When she'd received the unusual job offer that would require interrupting her studies in order to make a trip to Morocco, Breeden was the one she'd gone to for advice.
Breeden now owned a successful marketing consulting firm and practiced law on the side for a few select clients. She was Munroe's buffer between everyday life and life on assignment. In the months and sometimes years that Munroe was out of the country, Breeden paid the bills, kept the accounts open, and forwarded pressing matters. Breeden was warm and friendly and absolutely ruthless. She'd screw a person over with a polite smile - cozy up and bury them alive - and for that reason Breeden was an ally: She was safe.
Breeden was a bottle-dyed blonde with shoulder-length hair and heavy bangs that flattered almond-shaped eyes. Munroe found her at a corner table looking over a stack of paperwork and sipping red wine.
Breeden made eye contact, rose with an enormous smile, and grasped Munroe's hands warmly. "Michael," she said with trademark breathlessness, "you look so well. Turkey was good to you!"
"The Four Seasons did this to me," Munroe said, taking a seat, "but I did love Turkey."
"Have you completely wrapped that one up?"
"A few minor details and then I'll be finished." Munroe dug into a roll, spread the butter on thickly, and then politely motioned for the documents. Breeden passed them across the table. After a few minutes of flipping through pages, Munroe said, "This doesn't seem like something I'd handle." She smiled. "Is that what you meant by 'exception'?"
"It's the easy money," Breeden said. Munroe paused, and Breeden continued. "When Burbank's daughter disappeared in Africa about four years ago, he hired the best international investigators and, when that proved futile, mercenaries. So far, nothing."
"Why come to me?"
"He's seen your work, says this is just another form of information."
"It could be." Munroe shrugged. "But that's money hard earned, nothing easy about it."
"When I got the call, I spoke with Burbank himself - no middlemen or corporate strategists. He's offering that hundred thousand just for the meeting, regardless of your answer. He wants to present the case to you personally."

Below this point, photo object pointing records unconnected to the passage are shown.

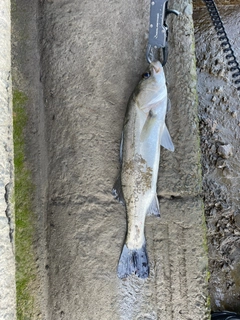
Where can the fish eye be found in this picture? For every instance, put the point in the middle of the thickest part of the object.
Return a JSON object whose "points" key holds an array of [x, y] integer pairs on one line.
{"points": [[146, 75]]}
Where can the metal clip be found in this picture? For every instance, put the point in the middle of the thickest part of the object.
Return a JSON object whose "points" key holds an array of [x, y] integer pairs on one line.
{"points": [[158, 29]]}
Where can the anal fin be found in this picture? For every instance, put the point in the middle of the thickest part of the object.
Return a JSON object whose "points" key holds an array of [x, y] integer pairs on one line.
{"points": [[154, 207], [117, 191]]}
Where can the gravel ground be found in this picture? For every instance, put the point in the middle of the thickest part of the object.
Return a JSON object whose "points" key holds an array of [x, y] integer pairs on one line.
{"points": [[220, 132]]}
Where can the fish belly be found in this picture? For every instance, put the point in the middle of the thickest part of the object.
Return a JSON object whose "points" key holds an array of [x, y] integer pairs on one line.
{"points": [[139, 174]]}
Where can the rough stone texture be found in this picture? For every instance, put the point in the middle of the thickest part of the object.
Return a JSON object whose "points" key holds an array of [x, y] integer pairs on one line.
{"points": [[26, 74], [93, 54], [201, 3], [7, 261], [220, 132]]}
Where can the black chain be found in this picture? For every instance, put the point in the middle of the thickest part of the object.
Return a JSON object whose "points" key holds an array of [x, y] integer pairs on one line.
{"points": [[225, 43]]}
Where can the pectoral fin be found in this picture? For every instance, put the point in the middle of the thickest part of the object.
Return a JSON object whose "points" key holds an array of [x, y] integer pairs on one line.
{"points": [[166, 140], [149, 123]]}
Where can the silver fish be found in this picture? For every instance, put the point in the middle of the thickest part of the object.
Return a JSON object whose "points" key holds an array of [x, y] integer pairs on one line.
{"points": [[143, 132]]}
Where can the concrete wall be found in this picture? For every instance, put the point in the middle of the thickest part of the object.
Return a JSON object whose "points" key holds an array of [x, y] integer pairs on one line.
{"points": [[92, 56], [7, 260]]}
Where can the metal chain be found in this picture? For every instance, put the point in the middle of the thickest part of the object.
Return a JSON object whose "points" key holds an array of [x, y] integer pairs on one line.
{"points": [[223, 38]]}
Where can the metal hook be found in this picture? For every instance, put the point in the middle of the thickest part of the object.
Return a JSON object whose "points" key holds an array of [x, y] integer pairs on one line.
{"points": [[149, 54]]}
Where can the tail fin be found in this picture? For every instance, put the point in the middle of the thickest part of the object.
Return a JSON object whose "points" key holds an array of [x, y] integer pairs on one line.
{"points": [[133, 262]]}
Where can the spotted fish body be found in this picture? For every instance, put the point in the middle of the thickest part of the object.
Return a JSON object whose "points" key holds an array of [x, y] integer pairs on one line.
{"points": [[143, 132]]}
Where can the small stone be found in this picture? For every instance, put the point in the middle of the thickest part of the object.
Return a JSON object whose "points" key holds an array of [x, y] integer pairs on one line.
{"points": [[225, 151], [227, 172], [221, 163], [213, 98]]}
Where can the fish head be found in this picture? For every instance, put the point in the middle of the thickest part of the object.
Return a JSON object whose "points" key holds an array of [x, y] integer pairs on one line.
{"points": [[152, 88]]}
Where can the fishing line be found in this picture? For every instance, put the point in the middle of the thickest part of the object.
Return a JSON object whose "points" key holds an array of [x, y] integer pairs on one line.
{"points": [[225, 43]]}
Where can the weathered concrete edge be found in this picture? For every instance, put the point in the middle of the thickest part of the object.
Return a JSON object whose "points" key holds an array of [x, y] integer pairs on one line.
{"points": [[7, 256]]}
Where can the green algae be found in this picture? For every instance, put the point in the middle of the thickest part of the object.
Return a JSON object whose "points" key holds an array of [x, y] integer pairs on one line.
{"points": [[24, 220]]}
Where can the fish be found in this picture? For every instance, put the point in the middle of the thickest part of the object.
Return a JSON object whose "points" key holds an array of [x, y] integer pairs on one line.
{"points": [[144, 131]]}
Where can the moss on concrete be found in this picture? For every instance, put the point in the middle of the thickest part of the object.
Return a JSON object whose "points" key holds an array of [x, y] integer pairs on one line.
{"points": [[25, 260]]}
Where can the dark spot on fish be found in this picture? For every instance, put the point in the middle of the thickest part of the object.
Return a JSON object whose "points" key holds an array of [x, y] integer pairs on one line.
{"points": [[146, 75]]}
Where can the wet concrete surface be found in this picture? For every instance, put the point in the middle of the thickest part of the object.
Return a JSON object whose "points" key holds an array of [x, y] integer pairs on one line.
{"points": [[89, 58], [220, 132]]}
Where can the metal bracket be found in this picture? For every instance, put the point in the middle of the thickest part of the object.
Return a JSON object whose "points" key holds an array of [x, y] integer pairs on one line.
{"points": [[158, 29]]}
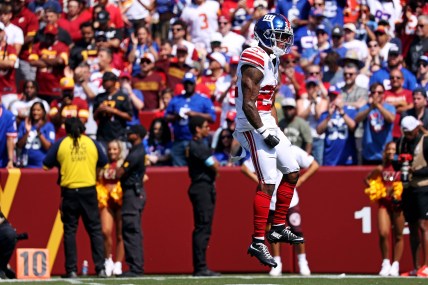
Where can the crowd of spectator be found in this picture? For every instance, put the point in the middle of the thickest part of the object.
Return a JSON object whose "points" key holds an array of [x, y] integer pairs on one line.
{"points": [[356, 67]]}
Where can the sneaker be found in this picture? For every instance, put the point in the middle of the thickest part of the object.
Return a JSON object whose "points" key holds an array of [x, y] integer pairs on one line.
{"points": [[260, 250], [283, 235], [117, 268], [109, 266], [423, 271], [304, 268], [395, 269], [409, 273], [206, 273], [276, 271], [386, 267]]}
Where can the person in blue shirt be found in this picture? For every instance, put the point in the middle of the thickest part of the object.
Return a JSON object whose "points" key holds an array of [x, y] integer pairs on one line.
{"points": [[7, 136], [378, 120], [35, 137], [180, 110], [338, 124], [395, 60]]}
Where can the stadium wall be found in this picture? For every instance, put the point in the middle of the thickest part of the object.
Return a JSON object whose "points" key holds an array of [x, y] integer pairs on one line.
{"points": [[339, 222]]}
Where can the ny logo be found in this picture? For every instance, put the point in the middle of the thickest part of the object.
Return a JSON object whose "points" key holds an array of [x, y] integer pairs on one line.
{"points": [[268, 18]]}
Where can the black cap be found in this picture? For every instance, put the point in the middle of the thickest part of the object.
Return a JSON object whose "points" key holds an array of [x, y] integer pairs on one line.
{"points": [[136, 129], [109, 76], [103, 16]]}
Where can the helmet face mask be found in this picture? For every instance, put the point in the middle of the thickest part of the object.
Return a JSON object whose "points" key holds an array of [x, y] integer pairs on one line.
{"points": [[274, 32]]}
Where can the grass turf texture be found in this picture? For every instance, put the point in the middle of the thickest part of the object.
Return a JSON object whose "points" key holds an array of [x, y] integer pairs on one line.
{"points": [[233, 280]]}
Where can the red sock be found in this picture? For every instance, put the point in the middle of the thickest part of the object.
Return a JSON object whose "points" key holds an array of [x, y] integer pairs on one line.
{"points": [[261, 212], [283, 199]]}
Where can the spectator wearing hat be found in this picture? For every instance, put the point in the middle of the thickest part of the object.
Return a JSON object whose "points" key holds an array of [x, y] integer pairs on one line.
{"points": [[149, 82], [67, 107], [419, 110], [76, 15], [338, 124], [179, 32], [51, 18], [310, 107], [398, 97], [337, 39], [9, 56], [29, 24], [217, 64], [295, 128], [291, 75], [200, 31], [112, 110], [50, 56], [422, 74], [377, 118], [141, 42], [14, 34], [232, 42], [225, 90], [180, 110], [395, 60], [419, 45], [135, 96], [297, 12], [351, 42]]}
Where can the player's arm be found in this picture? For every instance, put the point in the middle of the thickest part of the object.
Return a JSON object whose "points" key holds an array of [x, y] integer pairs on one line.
{"points": [[308, 173]]}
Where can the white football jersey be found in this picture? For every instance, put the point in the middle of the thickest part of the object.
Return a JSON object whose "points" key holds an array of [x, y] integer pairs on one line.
{"points": [[257, 57]]}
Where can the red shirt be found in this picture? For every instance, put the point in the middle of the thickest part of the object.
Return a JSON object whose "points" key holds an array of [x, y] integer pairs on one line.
{"points": [[29, 25], [73, 26], [49, 77], [391, 98], [78, 108], [150, 86], [7, 76]]}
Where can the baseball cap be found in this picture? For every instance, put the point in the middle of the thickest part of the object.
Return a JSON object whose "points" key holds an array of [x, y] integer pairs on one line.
{"points": [[103, 16], [311, 79], [409, 123], [351, 27], [288, 102], [337, 31], [231, 116], [420, 90], [66, 83], [109, 76], [316, 12], [51, 29], [394, 50], [189, 77], [260, 3], [148, 56], [136, 129], [218, 57]]}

Munroe let out a low whistle.
"I did explain that he was probably wasting both his time and his money. But there are worse ways to earn a hundred grand than overlooking the Houston skyline for a day."
Munroe pressed her thumb to the bridge of her nose and sighed. "I really don't know, Kate. Once I hear the details, I might want to take it, and we both know that whether I wish it or not, I need a break..." Her voice trailed off.
"I'll call Burbank in the morning," Breeden said. "I'll let him know you've declined."
Munroe's eyes fell to the documents. "I haven't declined yet," she said. "I made the trip, didn't I?" She reached for the papers and thumbed through them again. "Is this everything?"
"Have you read it all?"
"What about unofficially?"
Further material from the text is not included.